786 views Asked by At

I am trying to write a lexer for an IntelliJ language plugin. In the JFLex manual there is an example that can lex string literals. However in this example they use a StringBuffer to insert each part of the lexed characters and continually build up a single string. The problem I have with this method is that it creates a copy of the characters that are being read and I dont know how to integrate that example with the IntelliJ. In IntelliJ one always returns a IElementType and then the associated text is taken from yytext() using the functions getTokenStart() and getTokenEnd(), such that the start and end of the whole token is mapped directly to the input string.

So I want to be able to return a token and the associated yytext() should span over the whole text since the last time another token was returned. For example in the string literal example, I would read \" which marks the literal start, then I change into state STRING and when I read \" again I change back into another state and return the string literal token. At that point I want yytext() to contain the whole string literal.

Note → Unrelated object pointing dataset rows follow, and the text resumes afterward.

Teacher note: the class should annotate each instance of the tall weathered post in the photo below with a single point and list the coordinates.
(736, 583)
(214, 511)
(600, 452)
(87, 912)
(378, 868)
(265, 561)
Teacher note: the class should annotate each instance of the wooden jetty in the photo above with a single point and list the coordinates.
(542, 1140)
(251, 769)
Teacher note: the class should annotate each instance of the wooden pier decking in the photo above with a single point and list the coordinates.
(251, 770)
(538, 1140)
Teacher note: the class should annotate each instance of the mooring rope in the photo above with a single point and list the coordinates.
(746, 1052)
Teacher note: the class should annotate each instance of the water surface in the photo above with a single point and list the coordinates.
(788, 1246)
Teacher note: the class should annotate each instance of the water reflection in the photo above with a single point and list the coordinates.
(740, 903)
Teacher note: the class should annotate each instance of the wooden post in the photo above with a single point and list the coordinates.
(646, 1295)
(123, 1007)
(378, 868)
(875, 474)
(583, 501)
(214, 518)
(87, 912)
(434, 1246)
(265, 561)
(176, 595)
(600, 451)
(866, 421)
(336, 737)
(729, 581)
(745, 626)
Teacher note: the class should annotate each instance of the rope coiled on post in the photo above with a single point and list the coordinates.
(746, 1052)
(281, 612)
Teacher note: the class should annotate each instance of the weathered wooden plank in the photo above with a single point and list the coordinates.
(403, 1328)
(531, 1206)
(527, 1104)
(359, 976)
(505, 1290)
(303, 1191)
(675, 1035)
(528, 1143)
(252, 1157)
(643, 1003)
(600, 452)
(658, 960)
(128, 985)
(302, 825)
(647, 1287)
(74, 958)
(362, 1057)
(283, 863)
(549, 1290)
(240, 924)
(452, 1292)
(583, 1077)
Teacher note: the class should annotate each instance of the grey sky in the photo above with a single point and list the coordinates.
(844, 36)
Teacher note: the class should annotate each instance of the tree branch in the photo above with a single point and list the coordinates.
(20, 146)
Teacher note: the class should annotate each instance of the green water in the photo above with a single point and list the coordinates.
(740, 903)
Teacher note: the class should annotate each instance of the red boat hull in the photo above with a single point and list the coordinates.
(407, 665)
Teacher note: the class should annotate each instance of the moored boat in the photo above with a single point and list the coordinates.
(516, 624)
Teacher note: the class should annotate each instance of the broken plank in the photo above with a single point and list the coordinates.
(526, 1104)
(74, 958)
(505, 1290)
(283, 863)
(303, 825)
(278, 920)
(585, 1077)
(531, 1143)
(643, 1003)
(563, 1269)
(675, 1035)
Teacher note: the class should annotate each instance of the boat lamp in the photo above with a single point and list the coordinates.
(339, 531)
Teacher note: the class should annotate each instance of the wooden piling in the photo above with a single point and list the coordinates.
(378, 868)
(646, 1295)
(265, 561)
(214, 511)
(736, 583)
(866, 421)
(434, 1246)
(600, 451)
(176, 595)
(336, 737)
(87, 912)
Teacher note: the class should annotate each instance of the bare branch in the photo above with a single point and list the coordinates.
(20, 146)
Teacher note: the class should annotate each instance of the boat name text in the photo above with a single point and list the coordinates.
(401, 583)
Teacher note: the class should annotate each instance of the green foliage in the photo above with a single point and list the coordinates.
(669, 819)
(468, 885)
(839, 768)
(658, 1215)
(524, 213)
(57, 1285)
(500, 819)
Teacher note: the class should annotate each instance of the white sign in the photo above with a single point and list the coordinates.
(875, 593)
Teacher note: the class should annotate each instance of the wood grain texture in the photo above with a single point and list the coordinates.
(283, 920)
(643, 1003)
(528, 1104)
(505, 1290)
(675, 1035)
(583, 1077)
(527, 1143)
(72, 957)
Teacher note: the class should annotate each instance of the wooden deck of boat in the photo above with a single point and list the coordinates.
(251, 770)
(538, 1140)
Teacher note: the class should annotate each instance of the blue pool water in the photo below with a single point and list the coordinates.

Is this possible with JFlex? If not what is the recommended why to pass the content from a StringBuffer to the IntelliJ API after a token has been matched that spans multiple actions.

1

There are 1 answers

0
lsf37 On

You could write a regular expression that matches the entire String literal so that you get it in one yytext() call, but this match would contain escape sequences unprocessed.

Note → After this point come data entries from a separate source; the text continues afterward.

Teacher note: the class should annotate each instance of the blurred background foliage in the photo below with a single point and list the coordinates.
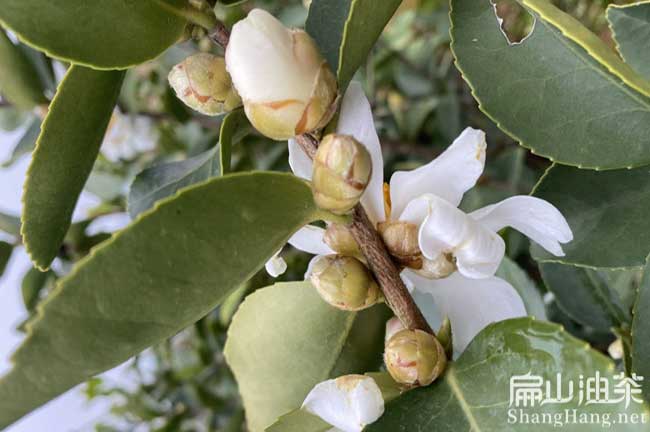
(420, 103)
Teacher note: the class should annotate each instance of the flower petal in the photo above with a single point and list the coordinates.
(446, 229)
(356, 119)
(300, 163)
(471, 304)
(348, 403)
(448, 176)
(310, 239)
(534, 217)
(276, 266)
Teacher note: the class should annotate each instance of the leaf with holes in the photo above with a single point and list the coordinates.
(631, 29)
(165, 271)
(285, 339)
(66, 150)
(607, 212)
(346, 31)
(474, 393)
(541, 91)
(84, 32)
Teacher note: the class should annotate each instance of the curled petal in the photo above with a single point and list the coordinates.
(348, 403)
(276, 266)
(534, 217)
(471, 304)
(300, 163)
(356, 120)
(448, 176)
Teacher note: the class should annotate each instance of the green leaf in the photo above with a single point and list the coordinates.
(512, 273)
(19, 80)
(346, 31)
(26, 144)
(474, 394)
(161, 181)
(607, 211)
(10, 224)
(66, 150)
(285, 339)
(541, 91)
(111, 34)
(631, 30)
(586, 295)
(165, 271)
(641, 333)
(5, 255)
(233, 128)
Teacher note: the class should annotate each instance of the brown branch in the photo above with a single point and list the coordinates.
(379, 260)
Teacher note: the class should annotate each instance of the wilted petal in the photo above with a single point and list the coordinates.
(276, 266)
(448, 176)
(534, 217)
(471, 304)
(310, 239)
(300, 163)
(348, 403)
(356, 119)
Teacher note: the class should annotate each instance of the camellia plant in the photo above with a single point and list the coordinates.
(411, 315)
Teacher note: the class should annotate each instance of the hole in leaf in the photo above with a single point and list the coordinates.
(516, 22)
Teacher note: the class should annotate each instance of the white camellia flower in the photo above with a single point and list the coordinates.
(472, 297)
(285, 83)
(348, 403)
(128, 136)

From the JFlex java example:

<STRING> {
  \"                             { yybegin(YYINITIAL); return symbol(STRING_LITERAL, string.toString()); }

  {StringCharacter}+             { string.append( yytext() ); }

  /* escape sequences */
  "\\b"                          { string.append( '\b' ); }
  "\\t"                          { string.append( '\t' ); }
  "\\n"                          { string.append( '\n' ); }
  "\\f"                          { string.append( '\f' ); }
  "\\r"                          { string.append( '\r' ); }
  "\\\""                         { string.append( '\"' ); }
  "\\'"                          { string.append( '\'' ); }
  "\\\\"                         { string.append( '\\' ); }
  \\[0-3]?{OctDigit}?{OctDigit}  { char val = (char) Integer.parseInt(yytext().substring(1),8);
                                           string.append( val ); }

  /* error cases */
  \\.                            { throw new RuntimeException("Illegal escape sequence \""+yytext()+"\""); }
  {LineTerminator}               { throw new RuntimeException("Unterminated string at end of line"); }
}

This code doesn't just match escape sequences like "\\t", but turns them into the single character '\t'. You could match the whole string in one expression in an expression like this

\" ({StringCharacter} | \\[0-3]?{OctDigit}?{OctDigit} | "\\b" | "\\t" | .. | "\\\\") * \"

but yytext will then contain the unprocessed sequence \\t instead of the character '\t'.

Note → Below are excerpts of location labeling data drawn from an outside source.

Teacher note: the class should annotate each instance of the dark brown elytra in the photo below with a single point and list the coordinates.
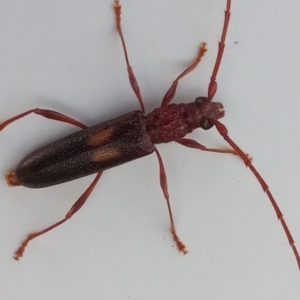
(128, 137)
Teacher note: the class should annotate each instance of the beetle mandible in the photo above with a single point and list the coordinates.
(128, 137)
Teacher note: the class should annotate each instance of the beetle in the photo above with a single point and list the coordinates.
(129, 137)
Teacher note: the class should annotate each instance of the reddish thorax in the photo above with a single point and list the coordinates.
(172, 122)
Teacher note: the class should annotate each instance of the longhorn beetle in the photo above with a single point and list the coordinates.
(128, 137)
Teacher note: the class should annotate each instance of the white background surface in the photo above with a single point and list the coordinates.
(66, 56)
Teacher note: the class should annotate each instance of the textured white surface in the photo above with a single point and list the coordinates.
(66, 56)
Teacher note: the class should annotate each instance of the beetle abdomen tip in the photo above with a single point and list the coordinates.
(11, 178)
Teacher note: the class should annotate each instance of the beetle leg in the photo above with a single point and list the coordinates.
(224, 133)
(132, 78)
(212, 87)
(172, 90)
(193, 144)
(50, 114)
(164, 186)
(77, 205)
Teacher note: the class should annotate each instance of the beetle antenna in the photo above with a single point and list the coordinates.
(212, 87)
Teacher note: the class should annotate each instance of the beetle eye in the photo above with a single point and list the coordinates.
(206, 124)
(200, 101)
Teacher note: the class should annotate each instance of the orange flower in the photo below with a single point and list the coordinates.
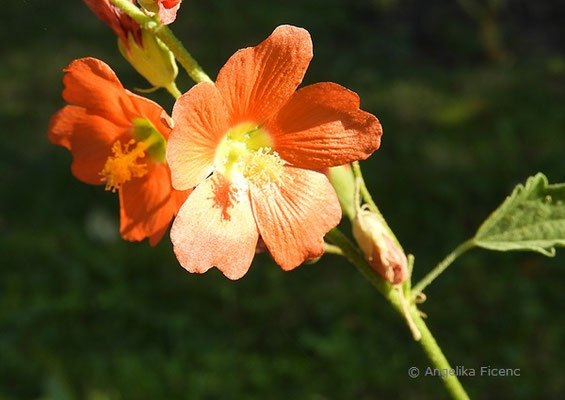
(262, 143)
(118, 139)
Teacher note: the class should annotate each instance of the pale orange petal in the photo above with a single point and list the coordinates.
(215, 227)
(201, 121)
(295, 214)
(257, 81)
(92, 84)
(148, 204)
(322, 126)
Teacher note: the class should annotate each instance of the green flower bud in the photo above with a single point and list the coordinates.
(379, 247)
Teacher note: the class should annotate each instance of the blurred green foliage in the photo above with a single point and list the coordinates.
(84, 315)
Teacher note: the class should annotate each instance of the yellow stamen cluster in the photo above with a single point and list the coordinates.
(124, 165)
(246, 153)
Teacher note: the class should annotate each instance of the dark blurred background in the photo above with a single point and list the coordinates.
(471, 94)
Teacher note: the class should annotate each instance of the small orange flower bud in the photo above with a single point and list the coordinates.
(380, 249)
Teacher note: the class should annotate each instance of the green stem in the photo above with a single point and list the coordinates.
(331, 249)
(369, 200)
(364, 191)
(427, 341)
(182, 55)
(174, 90)
(167, 37)
(446, 262)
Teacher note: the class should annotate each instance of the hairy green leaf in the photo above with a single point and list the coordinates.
(531, 218)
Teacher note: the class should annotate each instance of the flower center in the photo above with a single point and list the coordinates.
(123, 165)
(125, 162)
(246, 153)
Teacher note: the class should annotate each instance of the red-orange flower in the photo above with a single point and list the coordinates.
(262, 143)
(118, 139)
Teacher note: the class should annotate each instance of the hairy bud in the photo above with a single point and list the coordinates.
(380, 249)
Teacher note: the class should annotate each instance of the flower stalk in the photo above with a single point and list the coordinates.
(427, 341)
(167, 37)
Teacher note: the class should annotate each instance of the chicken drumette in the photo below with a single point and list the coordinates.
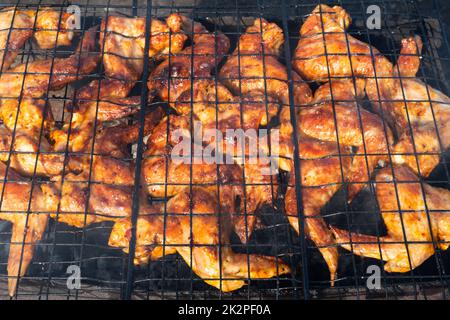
(122, 40)
(196, 225)
(17, 25)
(173, 76)
(414, 219)
(254, 67)
(28, 118)
(26, 207)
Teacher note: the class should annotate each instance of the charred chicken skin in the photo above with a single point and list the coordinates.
(254, 67)
(28, 118)
(106, 193)
(326, 51)
(422, 215)
(172, 77)
(122, 41)
(26, 207)
(206, 249)
(17, 25)
(165, 176)
(421, 114)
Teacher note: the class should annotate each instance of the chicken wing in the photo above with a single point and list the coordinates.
(122, 41)
(27, 128)
(172, 77)
(35, 78)
(198, 228)
(216, 109)
(421, 114)
(17, 25)
(349, 125)
(424, 217)
(15, 30)
(324, 167)
(254, 67)
(26, 207)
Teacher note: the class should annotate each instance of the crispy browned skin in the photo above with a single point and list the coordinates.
(421, 114)
(172, 77)
(407, 250)
(254, 67)
(26, 207)
(350, 125)
(51, 74)
(107, 195)
(323, 172)
(13, 34)
(325, 50)
(166, 176)
(18, 25)
(95, 148)
(27, 127)
(216, 108)
(122, 40)
(52, 27)
(212, 259)
(28, 119)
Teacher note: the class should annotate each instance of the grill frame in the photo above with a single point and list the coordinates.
(304, 285)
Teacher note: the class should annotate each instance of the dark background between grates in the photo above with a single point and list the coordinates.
(106, 272)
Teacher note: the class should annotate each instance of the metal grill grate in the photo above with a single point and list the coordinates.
(109, 273)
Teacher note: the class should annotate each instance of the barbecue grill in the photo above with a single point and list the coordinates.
(108, 273)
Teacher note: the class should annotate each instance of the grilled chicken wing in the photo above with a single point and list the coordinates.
(217, 109)
(421, 113)
(206, 248)
(254, 67)
(27, 127)
(122, 41)
(26, 207)
(324, 166)
(35, 78)
(27, 118)
(172, 77)
(18, 25)
(424, 217)
(350, 125)
(326, 51)
(106, 193)
(15, 30)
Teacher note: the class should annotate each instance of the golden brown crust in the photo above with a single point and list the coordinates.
(38, 79)
(192, 224)
(254, 67)
(411, 225)
(122, 41)
(172, 77)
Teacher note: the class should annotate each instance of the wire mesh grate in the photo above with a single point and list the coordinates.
(107, 272)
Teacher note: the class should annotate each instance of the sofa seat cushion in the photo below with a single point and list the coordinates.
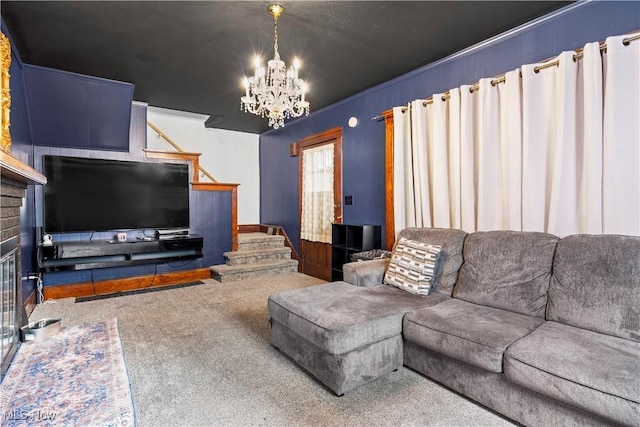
(589, 370)
(338, 317)
(472, 333)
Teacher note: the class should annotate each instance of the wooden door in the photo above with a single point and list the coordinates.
(315, 257)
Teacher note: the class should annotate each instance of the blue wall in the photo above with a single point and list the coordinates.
(363, 146)
(210, 211)
(21, 149)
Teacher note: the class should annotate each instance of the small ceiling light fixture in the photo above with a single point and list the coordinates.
(276, 93)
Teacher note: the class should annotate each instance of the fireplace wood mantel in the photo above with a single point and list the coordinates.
(10, 167)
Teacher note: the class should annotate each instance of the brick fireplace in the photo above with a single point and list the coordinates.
(15, 176)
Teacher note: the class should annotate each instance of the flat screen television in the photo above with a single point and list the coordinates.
(83, 195)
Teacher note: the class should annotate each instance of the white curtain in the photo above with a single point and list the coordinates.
(317, 193)
(552, 147)
(621, 151)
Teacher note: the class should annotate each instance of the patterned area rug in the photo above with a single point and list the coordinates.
(77, 377)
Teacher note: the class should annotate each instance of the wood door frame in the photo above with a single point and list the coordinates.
(330, 136)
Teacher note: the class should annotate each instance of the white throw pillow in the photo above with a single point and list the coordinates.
(413, 266)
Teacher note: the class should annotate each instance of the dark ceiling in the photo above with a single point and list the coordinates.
(191, 55)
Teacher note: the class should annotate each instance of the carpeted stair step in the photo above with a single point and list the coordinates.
(250, 241)
(250, 256)
(229, 273)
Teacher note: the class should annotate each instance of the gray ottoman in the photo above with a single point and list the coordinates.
(342, 334)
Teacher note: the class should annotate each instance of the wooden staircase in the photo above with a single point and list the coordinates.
(258, 254)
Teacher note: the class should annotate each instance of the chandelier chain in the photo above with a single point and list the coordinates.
(275, 36)
(274, 91)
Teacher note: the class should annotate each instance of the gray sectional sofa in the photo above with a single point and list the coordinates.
(545, 331)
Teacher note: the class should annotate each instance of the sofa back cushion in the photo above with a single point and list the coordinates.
(507, 269)
(450, 258)
(596, 284)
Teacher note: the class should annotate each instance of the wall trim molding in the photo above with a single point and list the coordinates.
(466, 51)
(121, 285)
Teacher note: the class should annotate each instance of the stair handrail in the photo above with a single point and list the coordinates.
(179, 149)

If that is acceptable, then that's the easy solution. If the token is supposed to be an actual substring of the input, then it sounds like this is what you want.

If it's not, you'll need something more complicated, for instance an intermediate interface function that is not yytext(), but that returns the StringBuffer content when the last match was a string match (a flag you could set in the string action), and otherwise returns yytext().